Canaletto lives in England from 1746 to 1755, painting views of the Thames in London and of his aristocratic patrons' country seats. His practice of painting large topographical views is continued by his nephew, Bernardo Bellotto, who leaves Venice in 1747 and thereafter works mainly in Dresden and Vienna.

In Venice, from about 1760, the demand of the tourists for views is met at a simpler and cheaper level by Francesco Guardi. His small canvases, more vague and informal than Canaletto's topographical studies, are notable for the ease and delicacy with which Venice's watery landscape is suggested.

Neoclassicism: 18th - 19th century

Ever since the Renaissance, successive generations of artists and architects have turned to classical models for inspiration. Even at the height of baroque (the least classical of styles in mood or line) contemporary grandees are often depicted in togas. Military heroes, however foolish they may look, strutt in the stiff ribbed kilt of the Roman legionary.

During the 18th century a quest for classical authenticity is undertaken with new academic vigour. There are several reasons. Archaeological sites such as Pompeii are being excavated. And interest is shifting from the Roman part of the classical heritage to the Greek.

Ancient Greek sites in southern Italy (in particular Paestum) and in Sicily begin to be studied in the 1740s. In 1755 Johann Joachim Winckelmann, a German archaeologist and a key figure in the Greek Revival, publishes a work on Greek painting and sculpture in which he argues that the art of Greece provides the best example of ideal beauty.

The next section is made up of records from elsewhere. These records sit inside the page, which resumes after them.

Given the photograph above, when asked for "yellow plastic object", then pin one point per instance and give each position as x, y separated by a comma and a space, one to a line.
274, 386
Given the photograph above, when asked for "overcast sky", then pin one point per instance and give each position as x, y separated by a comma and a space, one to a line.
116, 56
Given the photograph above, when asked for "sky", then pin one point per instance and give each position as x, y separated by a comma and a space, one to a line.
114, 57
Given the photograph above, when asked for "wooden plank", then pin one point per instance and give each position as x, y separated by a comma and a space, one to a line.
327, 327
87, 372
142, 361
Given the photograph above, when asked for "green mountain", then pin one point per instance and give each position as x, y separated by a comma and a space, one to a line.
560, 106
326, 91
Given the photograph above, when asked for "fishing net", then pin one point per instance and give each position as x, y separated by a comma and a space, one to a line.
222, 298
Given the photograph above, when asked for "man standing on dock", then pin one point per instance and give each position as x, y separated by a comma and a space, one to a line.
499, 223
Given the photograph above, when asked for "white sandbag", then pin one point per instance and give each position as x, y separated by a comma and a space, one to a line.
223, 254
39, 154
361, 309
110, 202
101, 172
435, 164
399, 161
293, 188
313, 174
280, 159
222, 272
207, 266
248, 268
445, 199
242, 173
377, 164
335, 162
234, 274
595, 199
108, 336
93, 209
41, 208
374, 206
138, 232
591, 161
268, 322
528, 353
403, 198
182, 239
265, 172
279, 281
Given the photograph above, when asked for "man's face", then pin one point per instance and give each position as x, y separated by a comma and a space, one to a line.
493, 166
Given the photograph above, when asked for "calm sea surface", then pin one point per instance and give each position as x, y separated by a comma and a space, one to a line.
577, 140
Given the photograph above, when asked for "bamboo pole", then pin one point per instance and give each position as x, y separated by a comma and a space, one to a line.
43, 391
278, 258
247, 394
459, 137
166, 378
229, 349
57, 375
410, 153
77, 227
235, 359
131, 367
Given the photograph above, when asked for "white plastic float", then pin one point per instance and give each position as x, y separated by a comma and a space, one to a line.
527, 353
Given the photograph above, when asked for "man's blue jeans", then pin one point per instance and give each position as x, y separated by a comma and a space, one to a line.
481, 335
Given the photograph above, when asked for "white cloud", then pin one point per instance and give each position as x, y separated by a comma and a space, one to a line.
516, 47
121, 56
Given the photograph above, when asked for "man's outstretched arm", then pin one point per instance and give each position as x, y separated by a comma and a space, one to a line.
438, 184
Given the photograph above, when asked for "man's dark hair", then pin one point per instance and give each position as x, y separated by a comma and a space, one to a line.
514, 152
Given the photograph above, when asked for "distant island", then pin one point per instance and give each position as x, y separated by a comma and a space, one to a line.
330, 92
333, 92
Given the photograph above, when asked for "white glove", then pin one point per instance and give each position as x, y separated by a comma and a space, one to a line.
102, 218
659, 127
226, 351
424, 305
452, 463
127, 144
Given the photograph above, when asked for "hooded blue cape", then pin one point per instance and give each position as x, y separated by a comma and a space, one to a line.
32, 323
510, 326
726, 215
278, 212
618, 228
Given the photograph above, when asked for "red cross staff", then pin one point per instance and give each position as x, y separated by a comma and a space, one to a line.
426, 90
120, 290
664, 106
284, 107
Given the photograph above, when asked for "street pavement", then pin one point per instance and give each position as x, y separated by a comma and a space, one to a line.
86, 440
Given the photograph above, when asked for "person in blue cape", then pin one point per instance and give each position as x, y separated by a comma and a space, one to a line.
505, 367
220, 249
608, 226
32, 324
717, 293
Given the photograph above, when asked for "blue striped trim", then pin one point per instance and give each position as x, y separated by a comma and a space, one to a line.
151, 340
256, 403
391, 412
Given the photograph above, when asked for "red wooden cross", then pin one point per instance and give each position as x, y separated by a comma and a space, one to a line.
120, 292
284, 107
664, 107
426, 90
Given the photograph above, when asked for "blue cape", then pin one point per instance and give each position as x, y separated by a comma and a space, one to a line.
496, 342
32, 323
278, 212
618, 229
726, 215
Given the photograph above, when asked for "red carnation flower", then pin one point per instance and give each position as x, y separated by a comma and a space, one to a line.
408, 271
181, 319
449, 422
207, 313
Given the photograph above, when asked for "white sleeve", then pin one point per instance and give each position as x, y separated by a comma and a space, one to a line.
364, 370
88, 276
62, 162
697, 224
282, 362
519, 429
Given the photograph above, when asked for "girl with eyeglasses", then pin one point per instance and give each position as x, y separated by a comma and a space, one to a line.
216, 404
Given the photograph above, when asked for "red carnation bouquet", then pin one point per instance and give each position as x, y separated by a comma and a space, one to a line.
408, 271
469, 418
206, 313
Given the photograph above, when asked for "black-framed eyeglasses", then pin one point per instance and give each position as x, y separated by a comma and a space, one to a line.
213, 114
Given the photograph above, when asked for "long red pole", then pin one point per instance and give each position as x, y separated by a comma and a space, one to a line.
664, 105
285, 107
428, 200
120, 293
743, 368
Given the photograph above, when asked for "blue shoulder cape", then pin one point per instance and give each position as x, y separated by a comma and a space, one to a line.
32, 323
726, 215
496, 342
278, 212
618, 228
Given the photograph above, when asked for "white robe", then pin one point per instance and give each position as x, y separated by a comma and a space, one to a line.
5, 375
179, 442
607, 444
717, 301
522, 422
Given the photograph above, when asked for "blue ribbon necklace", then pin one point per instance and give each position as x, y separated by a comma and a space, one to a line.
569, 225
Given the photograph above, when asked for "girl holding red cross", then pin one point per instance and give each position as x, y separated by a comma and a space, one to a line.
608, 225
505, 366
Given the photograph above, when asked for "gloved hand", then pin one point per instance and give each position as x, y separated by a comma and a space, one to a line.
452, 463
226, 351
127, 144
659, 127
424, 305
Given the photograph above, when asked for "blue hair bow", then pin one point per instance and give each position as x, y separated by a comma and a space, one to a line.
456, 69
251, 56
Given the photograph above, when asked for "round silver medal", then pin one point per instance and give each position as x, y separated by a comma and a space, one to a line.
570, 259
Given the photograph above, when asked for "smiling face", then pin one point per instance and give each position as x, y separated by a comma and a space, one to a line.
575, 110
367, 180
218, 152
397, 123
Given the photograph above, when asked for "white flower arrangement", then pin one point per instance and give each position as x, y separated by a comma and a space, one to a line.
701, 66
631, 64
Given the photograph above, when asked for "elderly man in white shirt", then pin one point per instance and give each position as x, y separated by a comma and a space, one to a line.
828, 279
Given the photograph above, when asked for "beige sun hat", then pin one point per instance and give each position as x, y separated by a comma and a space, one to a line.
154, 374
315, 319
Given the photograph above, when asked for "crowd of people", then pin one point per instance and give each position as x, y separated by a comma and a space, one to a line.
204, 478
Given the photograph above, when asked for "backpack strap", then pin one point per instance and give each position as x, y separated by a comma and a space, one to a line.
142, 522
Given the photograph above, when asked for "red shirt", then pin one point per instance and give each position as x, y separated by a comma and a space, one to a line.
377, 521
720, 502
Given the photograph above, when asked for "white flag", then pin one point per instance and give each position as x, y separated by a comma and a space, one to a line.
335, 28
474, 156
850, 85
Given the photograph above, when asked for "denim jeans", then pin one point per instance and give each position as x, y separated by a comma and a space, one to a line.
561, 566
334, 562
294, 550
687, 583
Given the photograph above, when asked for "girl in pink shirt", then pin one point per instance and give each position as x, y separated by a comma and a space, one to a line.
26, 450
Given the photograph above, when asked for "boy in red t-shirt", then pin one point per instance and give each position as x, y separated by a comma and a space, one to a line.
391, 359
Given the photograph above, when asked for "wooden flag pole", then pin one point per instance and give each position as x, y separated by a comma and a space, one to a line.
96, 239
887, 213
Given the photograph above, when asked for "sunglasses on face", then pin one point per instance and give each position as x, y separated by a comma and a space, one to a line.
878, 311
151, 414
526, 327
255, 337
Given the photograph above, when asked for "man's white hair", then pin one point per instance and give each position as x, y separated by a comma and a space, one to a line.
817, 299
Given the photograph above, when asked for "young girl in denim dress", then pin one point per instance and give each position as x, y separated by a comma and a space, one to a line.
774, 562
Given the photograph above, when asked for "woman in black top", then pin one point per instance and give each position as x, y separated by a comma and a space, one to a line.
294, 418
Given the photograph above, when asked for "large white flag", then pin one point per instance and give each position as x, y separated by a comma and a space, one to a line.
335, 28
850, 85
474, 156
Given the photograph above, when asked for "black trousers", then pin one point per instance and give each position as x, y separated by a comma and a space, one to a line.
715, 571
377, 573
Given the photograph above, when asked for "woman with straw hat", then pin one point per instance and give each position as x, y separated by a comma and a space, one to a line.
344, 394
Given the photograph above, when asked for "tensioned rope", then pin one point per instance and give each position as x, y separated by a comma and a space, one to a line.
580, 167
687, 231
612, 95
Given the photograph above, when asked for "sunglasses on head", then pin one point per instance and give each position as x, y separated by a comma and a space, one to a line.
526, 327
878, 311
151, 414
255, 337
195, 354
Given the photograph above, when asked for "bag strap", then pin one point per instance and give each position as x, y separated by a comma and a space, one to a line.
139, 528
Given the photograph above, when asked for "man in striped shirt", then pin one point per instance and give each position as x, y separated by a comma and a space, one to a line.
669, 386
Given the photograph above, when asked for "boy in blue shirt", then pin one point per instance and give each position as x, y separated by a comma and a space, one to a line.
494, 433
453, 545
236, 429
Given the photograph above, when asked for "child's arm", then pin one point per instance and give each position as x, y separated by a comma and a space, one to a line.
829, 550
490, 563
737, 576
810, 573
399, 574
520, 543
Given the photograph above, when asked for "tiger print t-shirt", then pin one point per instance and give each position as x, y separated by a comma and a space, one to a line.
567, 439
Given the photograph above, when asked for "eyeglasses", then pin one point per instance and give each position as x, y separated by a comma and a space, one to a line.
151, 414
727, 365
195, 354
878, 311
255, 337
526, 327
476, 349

The avant-garde greets this notion with enthusiasm. Over the next century Greek themes increasingly pervade the decorative arts. Greek porticos and colonnades grace public buildings. Greek refinement becomes the ideal for neoclassical sculptors and painters.

Rome is the centre of neoclassical sculpture. The Venetian sculptor Antonio Canova arrives to set up his studio in 1782. He is soon producing beautifully modelled nudes in the Greek style - such as Theseus with the minotaur, now in the Victoria and Albert museum, or Perseus with the head of Medusa in the Vatican. The flesh is modelled with a slightly chilly perfection, more noticeable in female figures (such as the famous Graces done for Woburn Abbey, in which three languid ladies share a sentimental moment).

In 1802 Canova is invited by Napoleon to visit Paris, beginning an extraordinary relationship with the Bonaparte dynasty.

The neoclassical ideal is now so powerful that Napoleon is willing to be sculpted by Canova, larger than life and naked, in the role of Mars the god of war. It is one of the pleasant ironies of history that this 11-foot-high marble nude with the face of Napoleon is presented to the duke of Wellington after the battle of Waterloo, and stands now at the bottom of the stairs in Apsley House.

The Bonaparte link results also in one of the most famous of all neoclassical statues. Canova sculpts the emperor's sister, Pauline Borghese, reclining naked to the waist on a chaise longue. Just as her brother is Mars, she is posing as Venus - holding in delicate fingers the apple which she has been awarded for her beauty in the judgement of Paris.